2 Ways to Build a High Ownership Culture

When ownership is low, getting things done is always hard.

7 signs you’re in a low ownership culture:

  1. Normal requests are greeted with moaning.
  2. It’s an ‘every person for themselves’ culture.
  3. Unhelpfulness is an artform. Volunteering is frowned on.
  4. One person is doing most of the talking in meetings.
  5. Absenteeism is high.
  6. Quality is low.
  7. Paychecks are the only reason people show up.
Thumbs up.

Tolerance is endorsement when failure is ignored.

2 ways to build a high ownership culture:

#1. Give second chances.

Irresponsible failure earns negative consequences. Responsible failure deserves second chances.

Tolerance is endorsement when failure is involved.

When you tolerate irresponsible behavior, you get more irresponsible behavior. But when you punish responsible failure, people stop trying.

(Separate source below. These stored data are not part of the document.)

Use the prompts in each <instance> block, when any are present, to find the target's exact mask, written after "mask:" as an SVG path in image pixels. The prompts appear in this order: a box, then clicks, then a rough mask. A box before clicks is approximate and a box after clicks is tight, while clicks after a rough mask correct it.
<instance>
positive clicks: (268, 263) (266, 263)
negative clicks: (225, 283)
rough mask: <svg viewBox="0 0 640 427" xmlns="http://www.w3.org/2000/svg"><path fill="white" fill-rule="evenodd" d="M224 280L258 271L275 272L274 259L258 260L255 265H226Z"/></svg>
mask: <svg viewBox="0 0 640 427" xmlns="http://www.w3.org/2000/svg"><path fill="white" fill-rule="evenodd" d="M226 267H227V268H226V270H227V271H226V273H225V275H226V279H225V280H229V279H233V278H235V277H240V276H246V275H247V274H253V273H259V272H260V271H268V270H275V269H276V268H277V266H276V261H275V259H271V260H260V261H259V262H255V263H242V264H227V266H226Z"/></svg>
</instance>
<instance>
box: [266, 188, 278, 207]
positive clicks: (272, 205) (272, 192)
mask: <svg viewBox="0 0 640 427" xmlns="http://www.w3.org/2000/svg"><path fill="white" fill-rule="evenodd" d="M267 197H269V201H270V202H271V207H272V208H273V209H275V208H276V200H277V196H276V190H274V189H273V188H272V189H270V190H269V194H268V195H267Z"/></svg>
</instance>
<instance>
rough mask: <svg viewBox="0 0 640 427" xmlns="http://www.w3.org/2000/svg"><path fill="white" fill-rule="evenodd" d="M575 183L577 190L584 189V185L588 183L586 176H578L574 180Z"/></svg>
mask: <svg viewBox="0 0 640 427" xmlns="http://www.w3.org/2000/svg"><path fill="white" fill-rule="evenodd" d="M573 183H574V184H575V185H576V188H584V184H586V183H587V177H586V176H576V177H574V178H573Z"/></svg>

You give the impression failure doesn’t matter when you ignore it. Greet responsible failure with kind inquiry. Use two or three of the following questions.

  1. What did you learn?
  2. What factors contributed to this failure?
  3. What was the point of failure?
  4. What was left undone?
  5. What didn’t happen that should have?
  6. What will you do differently next time?
  7. What new skill would you like to develop?
  8. What training might help?

#2. Lower your intensity.

High energy leaders tend to get involved too quickly and solve problems for others too frequently.

When you step in, others step out.

Every problem you solve for competent team members trains them that you will solve their problems.

Every time you tell capable employees how to do their job you suggest they aren’t capable.

Intervene when:

  1. People give their best, but improvement stagnates.
  2. You repeatedly deal with the same problems or mistakes.
  3. Frustration levels are rising. Moderate frustration is useful. High frustration is destructive.

Healthy participation:

  1. Touch base regularly. Lowering your intensity isn’t about being distant.
  2. Recognize what people are doing right.
  3. Ask, “How can I help?” (But avoid doing people’s jobs for them.)

Which of the above suggestions for building high ownership seems most relevant to you?

What suggestions might you add to the ones listed above?